On long pages, you need to move around the canvas efficiently — especially while dragging elements from one section to another. Site Designer provides auto-scroll, keyboard navigation, and zoom controls to keep you oriented and productive.

Auto-scroll while dragging

When you are dragging an element (either from the Components panel or repositioning an existing element) and move your cursor near the top or bottom edge of the canvas viewport, the canvas scrolls automatically.
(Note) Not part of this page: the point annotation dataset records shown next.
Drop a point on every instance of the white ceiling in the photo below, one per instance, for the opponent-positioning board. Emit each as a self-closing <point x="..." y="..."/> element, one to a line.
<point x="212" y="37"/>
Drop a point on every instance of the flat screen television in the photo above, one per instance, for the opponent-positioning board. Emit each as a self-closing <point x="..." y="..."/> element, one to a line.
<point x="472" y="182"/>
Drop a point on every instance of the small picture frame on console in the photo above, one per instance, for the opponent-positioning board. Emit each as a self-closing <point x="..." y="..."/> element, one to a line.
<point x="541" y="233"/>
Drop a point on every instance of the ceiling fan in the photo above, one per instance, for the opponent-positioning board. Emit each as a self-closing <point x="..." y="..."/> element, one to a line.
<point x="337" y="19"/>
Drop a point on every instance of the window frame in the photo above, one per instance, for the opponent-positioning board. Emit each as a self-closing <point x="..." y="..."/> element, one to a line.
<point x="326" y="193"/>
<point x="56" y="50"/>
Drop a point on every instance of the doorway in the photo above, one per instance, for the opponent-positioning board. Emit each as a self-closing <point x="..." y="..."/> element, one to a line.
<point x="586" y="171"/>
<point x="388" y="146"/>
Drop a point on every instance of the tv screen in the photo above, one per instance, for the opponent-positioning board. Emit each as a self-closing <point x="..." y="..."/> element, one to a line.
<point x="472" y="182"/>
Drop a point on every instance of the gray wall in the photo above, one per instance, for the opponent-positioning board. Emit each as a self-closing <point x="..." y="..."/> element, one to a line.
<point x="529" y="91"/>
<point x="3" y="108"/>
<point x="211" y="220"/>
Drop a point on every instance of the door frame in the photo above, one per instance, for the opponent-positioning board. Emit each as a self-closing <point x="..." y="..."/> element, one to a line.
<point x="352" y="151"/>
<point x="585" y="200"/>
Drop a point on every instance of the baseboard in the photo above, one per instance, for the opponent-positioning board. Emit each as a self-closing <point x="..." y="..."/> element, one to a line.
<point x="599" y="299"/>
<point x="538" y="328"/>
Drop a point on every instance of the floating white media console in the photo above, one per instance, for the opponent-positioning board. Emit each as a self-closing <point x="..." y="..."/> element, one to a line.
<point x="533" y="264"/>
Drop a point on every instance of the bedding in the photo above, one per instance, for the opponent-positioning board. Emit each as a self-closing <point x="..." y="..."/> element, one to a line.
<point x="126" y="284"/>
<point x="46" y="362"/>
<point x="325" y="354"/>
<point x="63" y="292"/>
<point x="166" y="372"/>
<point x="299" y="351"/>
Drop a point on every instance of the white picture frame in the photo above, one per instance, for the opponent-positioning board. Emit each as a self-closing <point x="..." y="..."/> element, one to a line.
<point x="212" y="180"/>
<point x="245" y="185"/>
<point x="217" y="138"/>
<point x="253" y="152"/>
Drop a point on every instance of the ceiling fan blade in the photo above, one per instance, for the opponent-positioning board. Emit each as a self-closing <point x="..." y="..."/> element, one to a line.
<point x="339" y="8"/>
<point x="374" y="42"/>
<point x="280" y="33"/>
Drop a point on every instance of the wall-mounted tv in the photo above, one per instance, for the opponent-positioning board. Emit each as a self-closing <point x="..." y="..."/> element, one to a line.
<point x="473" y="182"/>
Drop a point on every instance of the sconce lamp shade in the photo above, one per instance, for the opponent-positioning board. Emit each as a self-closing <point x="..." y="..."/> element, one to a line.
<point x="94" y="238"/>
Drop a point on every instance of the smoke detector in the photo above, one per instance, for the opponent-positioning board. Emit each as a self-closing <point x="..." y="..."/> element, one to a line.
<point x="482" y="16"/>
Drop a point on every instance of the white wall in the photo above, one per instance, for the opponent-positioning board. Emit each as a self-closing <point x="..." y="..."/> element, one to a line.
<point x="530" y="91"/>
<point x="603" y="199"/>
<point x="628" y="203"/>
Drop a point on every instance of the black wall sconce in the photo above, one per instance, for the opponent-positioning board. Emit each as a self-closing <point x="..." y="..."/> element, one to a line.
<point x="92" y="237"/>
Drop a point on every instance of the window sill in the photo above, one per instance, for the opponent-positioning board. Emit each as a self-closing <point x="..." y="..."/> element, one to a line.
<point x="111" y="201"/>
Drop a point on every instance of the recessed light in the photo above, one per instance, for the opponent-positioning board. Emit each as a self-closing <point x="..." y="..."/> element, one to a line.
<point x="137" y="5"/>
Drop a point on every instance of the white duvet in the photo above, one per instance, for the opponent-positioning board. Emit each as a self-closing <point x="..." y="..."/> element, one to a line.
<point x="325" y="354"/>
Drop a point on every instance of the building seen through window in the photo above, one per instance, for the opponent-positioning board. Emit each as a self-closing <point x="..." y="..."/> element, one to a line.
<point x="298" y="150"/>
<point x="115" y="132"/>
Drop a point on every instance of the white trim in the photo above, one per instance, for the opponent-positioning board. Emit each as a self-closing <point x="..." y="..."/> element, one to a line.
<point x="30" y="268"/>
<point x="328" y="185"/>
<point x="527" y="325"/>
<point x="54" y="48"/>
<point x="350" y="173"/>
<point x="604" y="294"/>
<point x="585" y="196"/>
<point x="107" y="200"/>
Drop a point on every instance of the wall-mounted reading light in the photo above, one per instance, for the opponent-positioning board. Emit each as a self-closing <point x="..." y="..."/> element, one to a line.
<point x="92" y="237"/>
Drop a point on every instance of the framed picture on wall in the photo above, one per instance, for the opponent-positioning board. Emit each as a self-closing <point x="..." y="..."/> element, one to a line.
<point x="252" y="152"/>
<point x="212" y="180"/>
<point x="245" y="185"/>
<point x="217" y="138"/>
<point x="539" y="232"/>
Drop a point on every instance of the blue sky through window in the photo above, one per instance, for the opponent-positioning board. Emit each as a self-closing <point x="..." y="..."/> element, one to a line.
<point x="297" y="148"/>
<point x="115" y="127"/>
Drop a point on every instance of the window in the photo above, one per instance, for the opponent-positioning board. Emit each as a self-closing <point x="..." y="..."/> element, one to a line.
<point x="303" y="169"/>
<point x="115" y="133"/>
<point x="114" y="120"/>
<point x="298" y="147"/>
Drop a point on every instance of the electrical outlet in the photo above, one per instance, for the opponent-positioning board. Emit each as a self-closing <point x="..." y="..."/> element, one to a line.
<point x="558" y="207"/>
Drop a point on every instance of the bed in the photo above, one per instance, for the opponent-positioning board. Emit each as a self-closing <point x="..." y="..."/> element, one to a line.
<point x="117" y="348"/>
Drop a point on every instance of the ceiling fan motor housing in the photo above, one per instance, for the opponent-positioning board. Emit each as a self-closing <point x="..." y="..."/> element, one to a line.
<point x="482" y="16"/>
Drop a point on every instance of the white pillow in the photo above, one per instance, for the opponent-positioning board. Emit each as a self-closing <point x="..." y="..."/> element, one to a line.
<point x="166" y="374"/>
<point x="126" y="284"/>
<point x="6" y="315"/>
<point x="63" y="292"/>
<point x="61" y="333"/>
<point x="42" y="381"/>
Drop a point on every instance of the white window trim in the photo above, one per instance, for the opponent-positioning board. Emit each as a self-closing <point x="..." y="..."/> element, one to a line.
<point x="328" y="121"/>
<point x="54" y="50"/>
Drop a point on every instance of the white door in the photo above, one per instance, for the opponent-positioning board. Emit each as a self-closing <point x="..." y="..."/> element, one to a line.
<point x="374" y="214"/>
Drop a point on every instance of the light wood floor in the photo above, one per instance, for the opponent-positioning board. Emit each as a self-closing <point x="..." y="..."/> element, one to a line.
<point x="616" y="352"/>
This lets you drop an element far from where you started the drag without releasing the mouse.

How the scroll speed works:

  • Moving to within ~80px of a canvas edge starts the auto-scroll at a slow speed.
  • The closer your cursor gets to the edge, the faster the scroll accelerates.
  • Move your cursor back toward the center of the canvas to slow or stop the scroll.
  • Release the mouse to drop the element and stop scrolling immediately.

Scrolling with the mouse

The canvas scrolls like any normal web page:

  • Mouse wheel / trackpad scroll — scroll vertically up and down the canvas.
  • Two-finger swipe on a trackpad — scroll in any direction.
  • Scrollbar — the vertical scrollbar on the right edge of the canvas can be dragged directly for fast navigation on long pages.
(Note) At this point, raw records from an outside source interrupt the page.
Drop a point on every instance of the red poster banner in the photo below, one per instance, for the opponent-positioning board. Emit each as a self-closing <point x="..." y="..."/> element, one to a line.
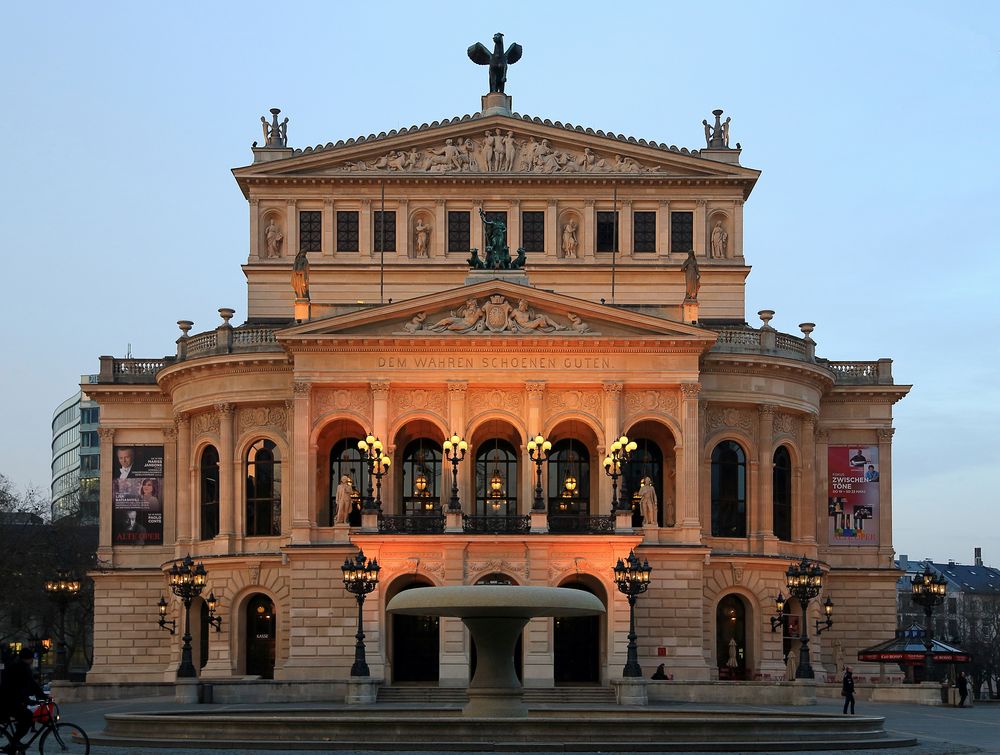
<point x="852" y="503"/>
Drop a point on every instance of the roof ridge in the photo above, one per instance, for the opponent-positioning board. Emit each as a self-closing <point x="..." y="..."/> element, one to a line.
<point x="479" y="116"/>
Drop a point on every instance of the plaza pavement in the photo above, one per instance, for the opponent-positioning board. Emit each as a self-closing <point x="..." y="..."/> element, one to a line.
<point x="939" y="730"/>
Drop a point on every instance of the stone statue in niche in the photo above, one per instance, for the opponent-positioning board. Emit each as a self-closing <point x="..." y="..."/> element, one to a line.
<point x="421" y="236"/>
<point x="497" y="61"/>
<point x="692" y="277"/>
<point x="647" y="502"/>
<point x="343" y="499"/>
<point x="272" y="239"/>
<point x="719" y="241"/>
<point x="569" y="240"/>
<point x="300" y="276"/>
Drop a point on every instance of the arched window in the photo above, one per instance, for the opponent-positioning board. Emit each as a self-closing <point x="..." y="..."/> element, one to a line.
<point x="569" y="477"/>
<point x="646" y="461"/>
<point x="263" y="489"/>
<point x="345" y="459"/>
<point x="781" y="493"/>
<point x="208" y="472"/>
<point x="496" y="479"/>
<point x="729" y="498"/>
<point x="421" y="483"/>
Horizontal scrolling is available when the canvas viewport is narrower than the page content, or when you have zoomed in.

Keyboard navigation

You can navigate the canvas without touching the mouse:

KeyAction
/ Scroll the canvas up or down by a small increment
Page Up Scroll up by one full viewport height
Page Down Scroll down by one full viewport height
Home Jump to the very top of the canvas
End Jump to the very bottom of the canvas

Canvas zoom

Zooming in or out does not change your design — it only changes how large the canvas appears in the workspace. Use zoom to inspect fine details or to see the full page at once.

ActionShortcut
Zoom in⌘+
Zoom out⌘−
Reset to 100%⌘0
Zoom to fit page⌘⇧0

The current zoom percentage is displayed in the bottom-right corner of the canvas. You can also click that percentage to type in a specific zoom level directly.

Zoom is independent of viewport width

The canvas zoom and the viewport-width slider (the slider below the canvas) are two separate controls:

  • Viewport width slider — simulates the browser window width. Changes this affects which responsive breakpoint styles are active and what the page looks like at that screen size.
  • Canvas zoom — scales how the canvas is displayed in your workspace. Has no effect on your design or responsive behavior.
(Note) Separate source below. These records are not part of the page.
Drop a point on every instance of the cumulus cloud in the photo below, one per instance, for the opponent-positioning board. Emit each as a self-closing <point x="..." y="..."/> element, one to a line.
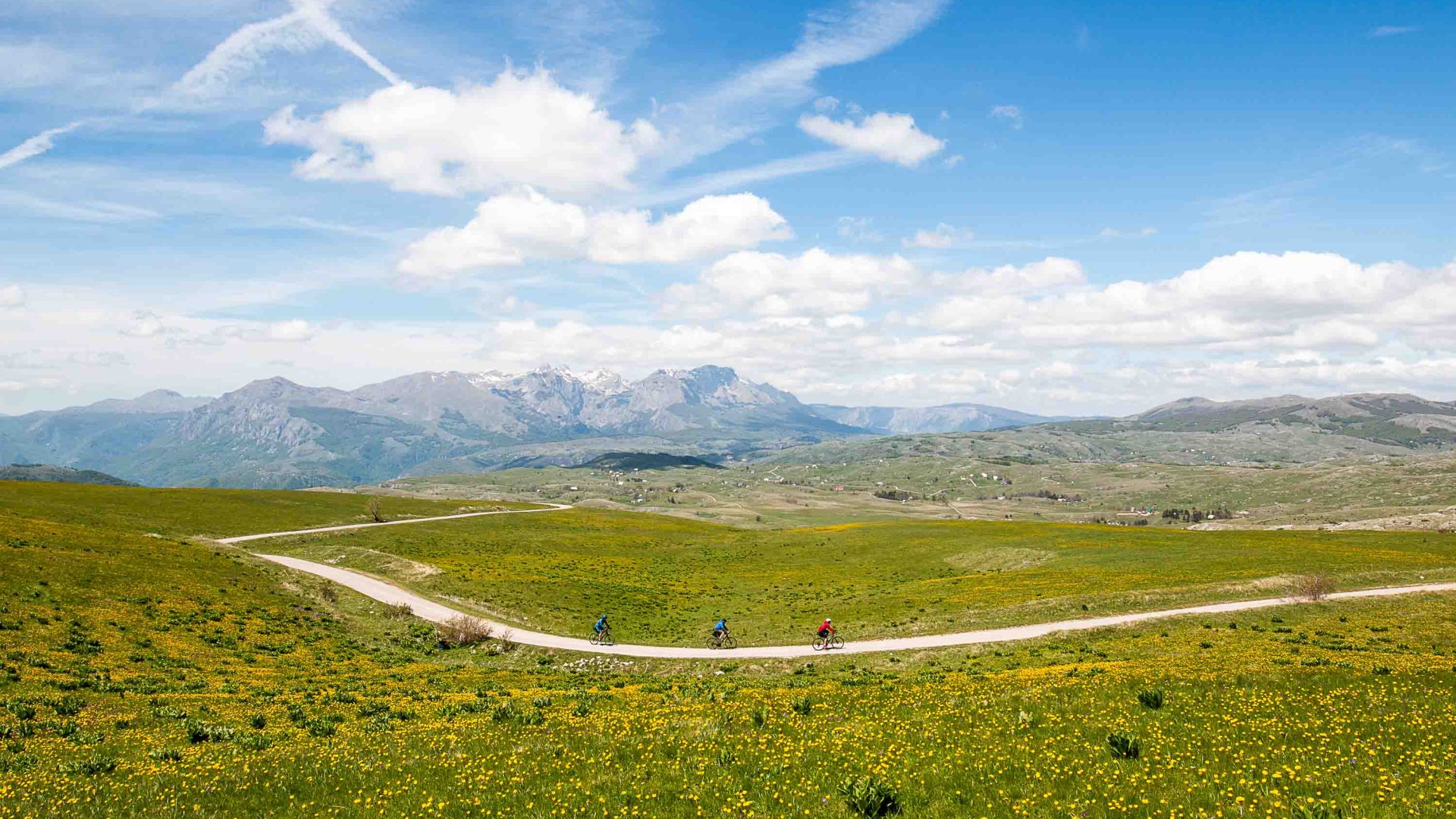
<point x="943" y="237"/>
<point x="814" y="283"/>
<point x="1008" y="114"/>
<point x="522" y="129"/>
<point x="892" y="137"/>
<point x="858" y="229"/>
<point x="1052" y="271"/>
<point x="509" y="229"/>
<point x="1239" y="300"/>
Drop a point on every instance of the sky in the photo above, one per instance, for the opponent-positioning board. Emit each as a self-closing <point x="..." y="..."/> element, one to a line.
<point x="1056" y="207"/>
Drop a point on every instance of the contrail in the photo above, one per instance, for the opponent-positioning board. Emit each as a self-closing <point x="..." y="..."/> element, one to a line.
<point x="36" y="145"/>
<point x="318" y="17"/>
<point x="302" y="30"/>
You can zoom in to 200% while still simulating a 375px mobile viewport, for example, to inspect small text at a comfortable size.

If you know which element you want to work on but cannot find it on the canvas, use the Outline pane:

  1. Open the Outline pane (tree icon in the right panel).
  2. Click the row for the element you want.
  3. The canvas scrolls and zooms to bring that element into view, and it becomes selected.

This is the fastest way to jump to any element on a long or complex page.